Vale ressaltar que as inconsistências correspondem a 0,7% do total de 3,9 milhões de vacinas já aplicadas da AstraZeneca, aproximadamente. Trata-se de um valor compatível com o que se espera para erros de digitação em bancos de dados (2), em linha com o que já foi encontrado em pesquisas sobre frequências de erro em bases de dados em saúde. A matéria, porém, não se vale de tal possibilidade explanatória das inconsistências.

Isso não significa que não possa ter havido vacina aplicada fora da data de vencimento, mas urge cautela antes de se declarar a origem dos problemas, enfaticamente, em especial com tal potencial de repercussão negativa e impacto sobre a vacinação.

O que os jornalistas identificaram foram inconsistências, infelizmente corriqueiras, que podem estar associadas a eventuais falhas vacinais por aplicação de doses vencidas, mas que muito provavelmente se devem apenas a incongruências entre bancos, problemas de digitação, exportação e inserção de dados, bem como de disponibilização das informações.

De fato, não se trata de terem encontrado aproximadamente 26 mil doses aplicadas fora do prazo de validade, mas, sim, 26 mil inconsistências nos campos associados, que merecem investigação para o acompanhamento adequado e, se necessário, a convocação dos indivíduos vacinados, caso seja constatado que de fato tenha ocorrido vacinação fora do prazo.

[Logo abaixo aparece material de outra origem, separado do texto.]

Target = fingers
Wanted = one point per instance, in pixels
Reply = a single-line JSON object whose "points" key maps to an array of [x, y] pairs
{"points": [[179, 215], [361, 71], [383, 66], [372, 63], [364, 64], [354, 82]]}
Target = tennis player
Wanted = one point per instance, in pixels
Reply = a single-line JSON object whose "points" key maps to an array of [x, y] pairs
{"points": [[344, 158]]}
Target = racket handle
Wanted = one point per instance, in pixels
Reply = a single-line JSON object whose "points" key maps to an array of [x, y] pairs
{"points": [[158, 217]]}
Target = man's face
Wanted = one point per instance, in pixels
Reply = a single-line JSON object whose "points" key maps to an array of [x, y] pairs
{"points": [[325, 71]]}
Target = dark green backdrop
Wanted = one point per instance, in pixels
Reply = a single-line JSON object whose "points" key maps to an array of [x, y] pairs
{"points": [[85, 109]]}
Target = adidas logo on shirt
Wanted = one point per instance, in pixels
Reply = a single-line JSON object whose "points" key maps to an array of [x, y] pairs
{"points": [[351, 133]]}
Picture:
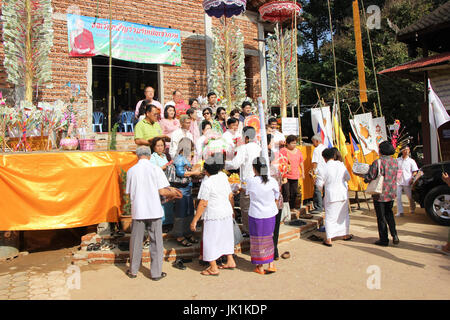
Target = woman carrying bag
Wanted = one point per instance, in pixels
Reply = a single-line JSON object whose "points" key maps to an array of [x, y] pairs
{"points": [[384, 168]]}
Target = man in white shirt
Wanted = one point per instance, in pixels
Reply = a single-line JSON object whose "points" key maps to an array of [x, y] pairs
{"points": [[149, 93], [179, 134], [145, 184], [231, 136], [212, 101], [407, 169], [244, 161], [317, 162], [278, 138]]}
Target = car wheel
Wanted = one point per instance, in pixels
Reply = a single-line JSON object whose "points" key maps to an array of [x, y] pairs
{"points": [[437, 205]]}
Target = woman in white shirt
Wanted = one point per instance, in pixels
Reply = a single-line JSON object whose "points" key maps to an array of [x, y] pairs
{"points": [[263, 191], [216, 206], [334, 177], [200, 143]]}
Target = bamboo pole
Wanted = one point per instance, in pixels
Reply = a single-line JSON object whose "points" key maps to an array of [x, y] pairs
{"points": [[335, 71], [28, 55], [110, 75], [283, 77], [373, 61], [296, 77], [227, 65]]}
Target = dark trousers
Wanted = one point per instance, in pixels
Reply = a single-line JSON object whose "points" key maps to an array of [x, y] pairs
{"points": [[385, 218], [289, 191], [276, 232]]}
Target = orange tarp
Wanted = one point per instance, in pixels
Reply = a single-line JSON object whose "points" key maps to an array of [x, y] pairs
{"points": [[41, 191], [59, 190]]}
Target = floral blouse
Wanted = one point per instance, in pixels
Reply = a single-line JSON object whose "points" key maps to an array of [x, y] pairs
{"points": [[389, 167]]}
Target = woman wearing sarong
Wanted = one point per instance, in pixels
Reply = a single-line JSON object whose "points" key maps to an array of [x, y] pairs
{"points": [[216, 208], [263, 191], [334, 177]]}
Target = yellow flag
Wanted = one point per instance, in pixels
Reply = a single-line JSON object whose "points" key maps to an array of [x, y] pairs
{"points": [[359, 53]]}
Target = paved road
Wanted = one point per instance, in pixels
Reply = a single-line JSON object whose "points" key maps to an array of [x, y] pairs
{"points": [[411, 270]]}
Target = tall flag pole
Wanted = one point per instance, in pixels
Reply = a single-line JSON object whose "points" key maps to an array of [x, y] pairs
{"points": [[335, 69], [373, 61], [359, 53], [296, 78]]}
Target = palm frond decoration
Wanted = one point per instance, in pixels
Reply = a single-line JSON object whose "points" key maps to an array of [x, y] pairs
{"points": [[282, 74], [227, 75], [28, 40]]}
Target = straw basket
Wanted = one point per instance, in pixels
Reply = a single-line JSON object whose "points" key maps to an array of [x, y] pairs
{"points": [[36, 143], [69, 143], [87, 144]]}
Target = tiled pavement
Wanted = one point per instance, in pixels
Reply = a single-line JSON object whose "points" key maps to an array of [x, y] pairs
{"points": [[33, 285]]}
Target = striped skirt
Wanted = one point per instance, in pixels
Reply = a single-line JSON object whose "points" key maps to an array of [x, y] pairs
{"points": [[261, 239]]}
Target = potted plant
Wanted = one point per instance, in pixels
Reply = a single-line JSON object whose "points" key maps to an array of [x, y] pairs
{"points": [[125, 217]]}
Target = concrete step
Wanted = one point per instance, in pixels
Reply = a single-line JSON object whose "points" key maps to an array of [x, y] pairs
{"points": [[173, 250]]}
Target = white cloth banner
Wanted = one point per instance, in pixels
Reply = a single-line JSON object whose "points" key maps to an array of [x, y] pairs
{"points": [[437, 113], [365, 132], [322, 116], [379, 124]]}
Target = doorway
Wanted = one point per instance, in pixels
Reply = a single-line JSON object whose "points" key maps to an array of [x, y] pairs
{"points": [[128, 82]]}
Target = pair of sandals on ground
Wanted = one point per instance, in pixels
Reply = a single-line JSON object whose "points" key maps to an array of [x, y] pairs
{"points": [[187, 241]]}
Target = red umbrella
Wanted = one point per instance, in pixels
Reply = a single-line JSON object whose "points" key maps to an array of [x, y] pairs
{"points": [[279, 11]]}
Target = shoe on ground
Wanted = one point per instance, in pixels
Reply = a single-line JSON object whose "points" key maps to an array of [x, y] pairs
{"points": [[179, 264], [381, 243], [395, 240], [130, 275], [440, 248], [163, 275]]}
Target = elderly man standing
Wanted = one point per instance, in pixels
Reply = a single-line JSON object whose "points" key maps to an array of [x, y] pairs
{"points": [[243, 160], [318, 163], [147, 129], [149, 93], [145, 184], [177, 135]]}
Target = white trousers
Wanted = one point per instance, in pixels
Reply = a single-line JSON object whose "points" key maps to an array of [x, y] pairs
{"points": [[407, 191], [337, 219]]}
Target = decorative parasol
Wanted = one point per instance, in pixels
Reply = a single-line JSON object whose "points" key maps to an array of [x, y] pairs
{"points": [[227, 8], [279, 11]]}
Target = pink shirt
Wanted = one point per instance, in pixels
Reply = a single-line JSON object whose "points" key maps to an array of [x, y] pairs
{"points": [[169, 126], [294, 161], [181, 109], [154, 102]]}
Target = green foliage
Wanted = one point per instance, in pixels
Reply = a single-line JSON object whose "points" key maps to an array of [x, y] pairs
{"points": [[274, 58], [113, 143], [217, 77], [14, 18], [400, 98]]}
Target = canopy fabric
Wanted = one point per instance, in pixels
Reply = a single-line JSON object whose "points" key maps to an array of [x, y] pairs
{"points": [[41, 191]]}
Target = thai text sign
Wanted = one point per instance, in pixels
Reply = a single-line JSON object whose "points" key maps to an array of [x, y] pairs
{"points": [[129, 41]]}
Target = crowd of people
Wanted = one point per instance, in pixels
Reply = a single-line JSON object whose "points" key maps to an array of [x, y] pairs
{"points": [[175, 161]]}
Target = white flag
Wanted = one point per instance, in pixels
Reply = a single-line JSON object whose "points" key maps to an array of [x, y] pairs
{"points": [[437, 113]]}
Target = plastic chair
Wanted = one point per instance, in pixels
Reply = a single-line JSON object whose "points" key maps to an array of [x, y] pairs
{"points": [[127, 120], [98, 121]]}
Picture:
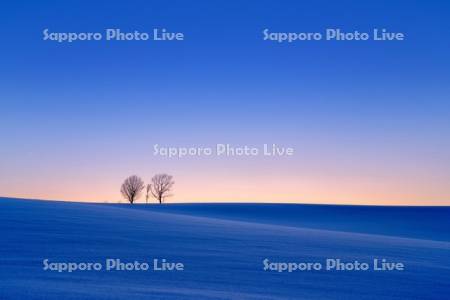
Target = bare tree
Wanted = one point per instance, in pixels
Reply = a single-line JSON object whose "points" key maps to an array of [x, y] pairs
{"points": [[131, 188], [161, 186]]}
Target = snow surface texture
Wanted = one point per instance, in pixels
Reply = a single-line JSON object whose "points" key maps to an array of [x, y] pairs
{"points": [[222, 247]]}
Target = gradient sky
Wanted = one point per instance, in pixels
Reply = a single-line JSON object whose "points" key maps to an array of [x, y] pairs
{"points": [[369, 121]]}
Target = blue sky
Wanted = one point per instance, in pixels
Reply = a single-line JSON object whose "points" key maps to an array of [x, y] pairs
{"points": [[368, 119]]}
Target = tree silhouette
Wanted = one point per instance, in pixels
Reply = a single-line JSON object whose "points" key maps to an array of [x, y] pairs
{"points": [[131, 188], [161, 186]]}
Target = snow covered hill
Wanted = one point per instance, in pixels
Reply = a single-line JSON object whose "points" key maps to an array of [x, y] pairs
{"points": [[222, 248]]}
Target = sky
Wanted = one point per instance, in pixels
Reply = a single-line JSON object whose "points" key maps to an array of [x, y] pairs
{"points": [[369, 121]]}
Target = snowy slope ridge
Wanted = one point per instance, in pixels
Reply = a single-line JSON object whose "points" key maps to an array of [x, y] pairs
{"points": [[222, 251]]}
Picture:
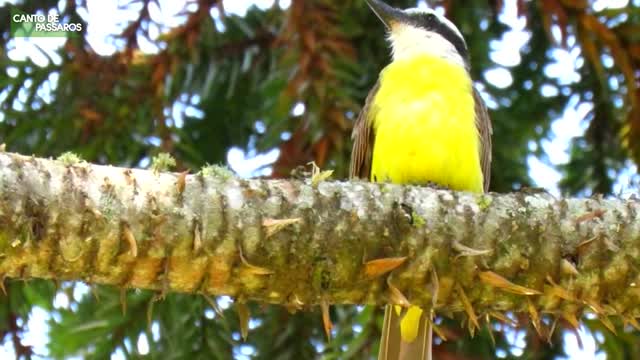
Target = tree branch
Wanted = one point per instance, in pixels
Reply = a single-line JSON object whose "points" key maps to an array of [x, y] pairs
{"points": [[291, 243]]}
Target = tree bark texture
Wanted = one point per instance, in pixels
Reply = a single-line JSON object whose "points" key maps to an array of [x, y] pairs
{"points": [[299, 242]]}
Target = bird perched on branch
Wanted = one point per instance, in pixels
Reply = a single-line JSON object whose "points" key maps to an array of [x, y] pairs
{"points": [[423, 123]]}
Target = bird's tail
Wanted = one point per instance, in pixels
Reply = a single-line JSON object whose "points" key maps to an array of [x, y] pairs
{"points": [[396, 326]]}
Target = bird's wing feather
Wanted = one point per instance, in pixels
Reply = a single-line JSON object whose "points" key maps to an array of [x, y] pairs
{"points": [[483, 123], [363, 135]]}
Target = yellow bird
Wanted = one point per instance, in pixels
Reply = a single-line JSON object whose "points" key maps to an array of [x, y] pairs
{"points": [[423, 123]]}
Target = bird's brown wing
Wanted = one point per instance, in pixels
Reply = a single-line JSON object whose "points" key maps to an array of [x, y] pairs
{"points": [[363, 135], [483, 123]]}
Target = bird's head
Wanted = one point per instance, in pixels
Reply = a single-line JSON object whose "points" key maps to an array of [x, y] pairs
{"points": [[421, 31]]}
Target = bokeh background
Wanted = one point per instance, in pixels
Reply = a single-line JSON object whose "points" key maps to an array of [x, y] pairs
{"points": [[266, 86]]}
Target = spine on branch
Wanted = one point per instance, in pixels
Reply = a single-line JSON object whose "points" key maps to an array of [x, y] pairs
{"points": [[300, 243]]}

É preciso dar o devido destaque para a necessidade de melhorias nos sistemas de informações em saúde e à averiguação dos registros problemáticos, mas sem causar alarde desnecessário. A transparência e a consistência no dado público são essenciais para um melhor entendimento e a tomada de ação na pandemia, porém são igualmente necessárias em qualquer análise sobre esses mesmos dados públicos.

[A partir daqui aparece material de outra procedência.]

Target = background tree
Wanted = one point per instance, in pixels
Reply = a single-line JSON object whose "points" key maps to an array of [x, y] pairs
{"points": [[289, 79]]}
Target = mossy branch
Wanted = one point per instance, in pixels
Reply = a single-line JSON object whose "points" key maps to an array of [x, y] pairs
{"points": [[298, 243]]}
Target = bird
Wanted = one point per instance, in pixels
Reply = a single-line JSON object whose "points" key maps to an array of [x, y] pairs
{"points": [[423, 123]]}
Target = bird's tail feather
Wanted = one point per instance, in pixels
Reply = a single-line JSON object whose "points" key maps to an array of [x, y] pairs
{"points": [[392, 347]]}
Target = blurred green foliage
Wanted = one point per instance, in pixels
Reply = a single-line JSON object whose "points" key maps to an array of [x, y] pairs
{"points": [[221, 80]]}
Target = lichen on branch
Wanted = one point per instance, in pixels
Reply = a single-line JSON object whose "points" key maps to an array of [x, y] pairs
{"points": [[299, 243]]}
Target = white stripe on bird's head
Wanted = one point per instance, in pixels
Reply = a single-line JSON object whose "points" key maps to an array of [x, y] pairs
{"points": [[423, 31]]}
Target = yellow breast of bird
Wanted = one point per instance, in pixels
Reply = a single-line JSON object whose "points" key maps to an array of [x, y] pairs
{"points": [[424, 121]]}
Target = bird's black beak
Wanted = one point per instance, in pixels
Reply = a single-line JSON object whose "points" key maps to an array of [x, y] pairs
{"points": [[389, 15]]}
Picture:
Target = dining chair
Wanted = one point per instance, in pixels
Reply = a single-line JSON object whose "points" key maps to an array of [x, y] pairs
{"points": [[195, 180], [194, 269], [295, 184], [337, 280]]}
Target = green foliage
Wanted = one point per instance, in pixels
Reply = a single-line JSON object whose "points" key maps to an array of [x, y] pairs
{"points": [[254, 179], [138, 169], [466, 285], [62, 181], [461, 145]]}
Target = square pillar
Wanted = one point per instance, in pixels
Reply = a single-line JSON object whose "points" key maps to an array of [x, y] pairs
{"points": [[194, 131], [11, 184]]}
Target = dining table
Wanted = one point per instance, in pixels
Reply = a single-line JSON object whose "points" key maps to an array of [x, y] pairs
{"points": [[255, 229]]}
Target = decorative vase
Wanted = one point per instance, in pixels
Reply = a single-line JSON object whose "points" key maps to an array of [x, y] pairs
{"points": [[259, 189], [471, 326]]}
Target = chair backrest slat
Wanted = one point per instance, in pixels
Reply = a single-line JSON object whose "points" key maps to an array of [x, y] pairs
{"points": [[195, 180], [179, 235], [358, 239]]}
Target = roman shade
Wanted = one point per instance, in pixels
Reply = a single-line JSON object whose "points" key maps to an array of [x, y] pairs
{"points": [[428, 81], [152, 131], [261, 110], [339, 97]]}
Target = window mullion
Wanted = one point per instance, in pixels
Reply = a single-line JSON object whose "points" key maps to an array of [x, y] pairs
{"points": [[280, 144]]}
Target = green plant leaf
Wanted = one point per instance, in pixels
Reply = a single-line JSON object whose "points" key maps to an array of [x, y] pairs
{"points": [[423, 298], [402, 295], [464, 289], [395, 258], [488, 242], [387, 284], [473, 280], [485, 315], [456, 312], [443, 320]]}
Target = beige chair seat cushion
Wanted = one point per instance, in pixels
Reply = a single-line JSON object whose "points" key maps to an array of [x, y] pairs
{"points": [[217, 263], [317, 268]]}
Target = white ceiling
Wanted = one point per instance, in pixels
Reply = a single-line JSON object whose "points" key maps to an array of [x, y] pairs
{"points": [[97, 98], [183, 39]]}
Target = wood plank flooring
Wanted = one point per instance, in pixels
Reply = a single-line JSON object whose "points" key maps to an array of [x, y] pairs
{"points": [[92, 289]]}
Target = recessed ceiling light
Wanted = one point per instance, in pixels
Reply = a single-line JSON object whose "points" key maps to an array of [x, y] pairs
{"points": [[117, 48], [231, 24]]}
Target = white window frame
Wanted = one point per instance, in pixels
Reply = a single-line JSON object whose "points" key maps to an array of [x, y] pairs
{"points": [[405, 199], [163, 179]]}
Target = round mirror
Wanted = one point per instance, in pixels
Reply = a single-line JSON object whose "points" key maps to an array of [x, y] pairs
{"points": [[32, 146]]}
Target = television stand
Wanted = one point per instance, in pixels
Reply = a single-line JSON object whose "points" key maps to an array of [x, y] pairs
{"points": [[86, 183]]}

O Observatório, há mais de um ano, disponibiliza todas as bases de dados públicas por nós coletadas, bem como todos os passos de processamento que realizamos para chegarmos a qualquer conclusão sobre a real situação tanto da pandemia como da vacinação. Todos os nossos códigos e dados podem ser acessados em https://github.com/covid19br/

Por fim, o Observatório lembra que hoje, além de maior disponibilidade de vacinas, há premência na orientação intensiva à população. São necessárias parcimônia e coordenação tanto no combate à pandemia como na campanha de vacinação, bem como segurança sobre as informações publicadas.

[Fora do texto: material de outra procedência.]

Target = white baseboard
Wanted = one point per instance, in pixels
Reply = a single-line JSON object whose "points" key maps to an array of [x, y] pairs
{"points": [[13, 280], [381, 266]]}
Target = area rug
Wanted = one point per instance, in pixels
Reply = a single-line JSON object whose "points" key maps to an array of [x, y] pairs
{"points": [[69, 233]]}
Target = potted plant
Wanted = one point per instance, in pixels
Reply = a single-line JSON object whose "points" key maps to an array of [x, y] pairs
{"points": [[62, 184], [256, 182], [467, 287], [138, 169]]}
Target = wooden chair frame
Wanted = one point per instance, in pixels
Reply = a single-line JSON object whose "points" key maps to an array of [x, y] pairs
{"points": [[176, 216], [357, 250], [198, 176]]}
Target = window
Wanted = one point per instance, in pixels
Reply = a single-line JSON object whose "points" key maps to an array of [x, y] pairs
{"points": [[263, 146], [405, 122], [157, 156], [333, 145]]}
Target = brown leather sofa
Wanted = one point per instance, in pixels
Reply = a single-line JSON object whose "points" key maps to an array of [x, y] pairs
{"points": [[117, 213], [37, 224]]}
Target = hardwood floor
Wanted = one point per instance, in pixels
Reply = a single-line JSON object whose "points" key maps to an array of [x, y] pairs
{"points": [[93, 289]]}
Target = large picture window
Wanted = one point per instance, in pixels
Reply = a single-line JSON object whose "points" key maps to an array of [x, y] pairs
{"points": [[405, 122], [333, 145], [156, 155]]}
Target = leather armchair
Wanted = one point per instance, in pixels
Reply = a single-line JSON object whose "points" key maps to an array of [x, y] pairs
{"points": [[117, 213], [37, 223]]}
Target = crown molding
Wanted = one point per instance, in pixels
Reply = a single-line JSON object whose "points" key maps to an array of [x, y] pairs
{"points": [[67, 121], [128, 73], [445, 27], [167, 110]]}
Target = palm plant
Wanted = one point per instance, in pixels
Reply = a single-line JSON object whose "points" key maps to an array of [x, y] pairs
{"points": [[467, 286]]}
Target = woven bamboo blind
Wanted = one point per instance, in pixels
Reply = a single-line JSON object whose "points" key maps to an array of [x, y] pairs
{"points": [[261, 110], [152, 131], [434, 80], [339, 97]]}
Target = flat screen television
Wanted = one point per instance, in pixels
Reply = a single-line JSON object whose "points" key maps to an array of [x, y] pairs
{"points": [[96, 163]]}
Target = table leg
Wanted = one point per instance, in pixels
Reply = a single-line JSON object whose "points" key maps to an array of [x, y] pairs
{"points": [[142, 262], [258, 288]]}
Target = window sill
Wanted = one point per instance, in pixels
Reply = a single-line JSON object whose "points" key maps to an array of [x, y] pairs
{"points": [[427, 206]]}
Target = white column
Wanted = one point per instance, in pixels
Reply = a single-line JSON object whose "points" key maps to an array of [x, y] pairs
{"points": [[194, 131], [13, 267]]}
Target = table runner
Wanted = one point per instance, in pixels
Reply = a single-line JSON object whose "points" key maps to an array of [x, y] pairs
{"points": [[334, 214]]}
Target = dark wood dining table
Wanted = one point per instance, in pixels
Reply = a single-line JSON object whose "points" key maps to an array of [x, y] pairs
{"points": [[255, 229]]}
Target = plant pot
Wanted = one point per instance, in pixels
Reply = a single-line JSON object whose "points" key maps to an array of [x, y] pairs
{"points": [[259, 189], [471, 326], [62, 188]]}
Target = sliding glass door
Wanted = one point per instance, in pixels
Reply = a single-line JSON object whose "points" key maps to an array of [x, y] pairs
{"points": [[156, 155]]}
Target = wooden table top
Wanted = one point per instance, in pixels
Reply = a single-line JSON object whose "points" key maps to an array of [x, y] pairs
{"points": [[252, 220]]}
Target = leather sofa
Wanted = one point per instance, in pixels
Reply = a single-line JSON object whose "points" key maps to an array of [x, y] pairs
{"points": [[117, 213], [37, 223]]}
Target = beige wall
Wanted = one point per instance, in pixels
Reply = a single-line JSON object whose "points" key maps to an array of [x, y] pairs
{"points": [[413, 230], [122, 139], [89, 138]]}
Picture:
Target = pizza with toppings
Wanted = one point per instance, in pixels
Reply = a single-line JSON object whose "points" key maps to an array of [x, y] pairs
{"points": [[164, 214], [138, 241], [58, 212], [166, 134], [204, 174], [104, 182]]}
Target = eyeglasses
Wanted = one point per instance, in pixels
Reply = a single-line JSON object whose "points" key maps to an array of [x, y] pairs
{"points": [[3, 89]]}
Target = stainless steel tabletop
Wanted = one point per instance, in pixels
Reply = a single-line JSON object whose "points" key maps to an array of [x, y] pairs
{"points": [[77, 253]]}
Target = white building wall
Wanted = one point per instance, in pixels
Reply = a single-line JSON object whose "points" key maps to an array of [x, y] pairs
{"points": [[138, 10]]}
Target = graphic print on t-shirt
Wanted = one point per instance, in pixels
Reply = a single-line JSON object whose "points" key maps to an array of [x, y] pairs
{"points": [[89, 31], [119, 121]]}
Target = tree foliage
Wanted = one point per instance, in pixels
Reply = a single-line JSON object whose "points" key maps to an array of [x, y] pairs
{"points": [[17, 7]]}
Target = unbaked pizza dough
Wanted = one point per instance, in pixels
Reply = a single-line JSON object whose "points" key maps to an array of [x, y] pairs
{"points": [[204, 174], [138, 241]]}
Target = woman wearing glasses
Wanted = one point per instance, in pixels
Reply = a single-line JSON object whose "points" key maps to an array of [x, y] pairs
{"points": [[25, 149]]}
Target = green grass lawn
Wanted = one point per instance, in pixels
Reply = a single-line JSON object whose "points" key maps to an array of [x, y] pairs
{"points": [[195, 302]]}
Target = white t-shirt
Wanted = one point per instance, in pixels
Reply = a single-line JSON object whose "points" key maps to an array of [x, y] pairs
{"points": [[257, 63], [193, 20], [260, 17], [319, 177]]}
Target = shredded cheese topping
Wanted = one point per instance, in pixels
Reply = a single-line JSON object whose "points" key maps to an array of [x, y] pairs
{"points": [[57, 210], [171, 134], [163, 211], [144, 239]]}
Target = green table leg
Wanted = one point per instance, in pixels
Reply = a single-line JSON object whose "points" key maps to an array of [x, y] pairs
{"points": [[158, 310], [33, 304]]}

1.https://pessoal.dainf.ct.utfpr.edu.br/lcjunior/lotes_vacinacao/lote-4120Z005.html
2. S.I. Goldberg, A. Niemierko, A. Turchin, Analysis of Data Errors in Clinical Research Databases. AMIA Annu Symp Proc.; 2008: 242–246. Acessível em: https://www.ncbi.nlm.nih.gov/pmc/articles/PMC2656002/ https://outline.com/3XaWxZ

Flávia Ferrari, Rafael Lopes, Brigina Kemp, Verônica Coelho, Luiz Celso Gomes Jr., Maria Amélia Veras, Marcelo F. C. Gomes e Roberto Kraenkel

Integrantes do Observatório Covid-19 BR, uma iniciativa independente que trabalha para disseminar informações de qualidade sobre a atual pandemia da Covid-19, baseando-se em dados atualizados e na metodologia científica.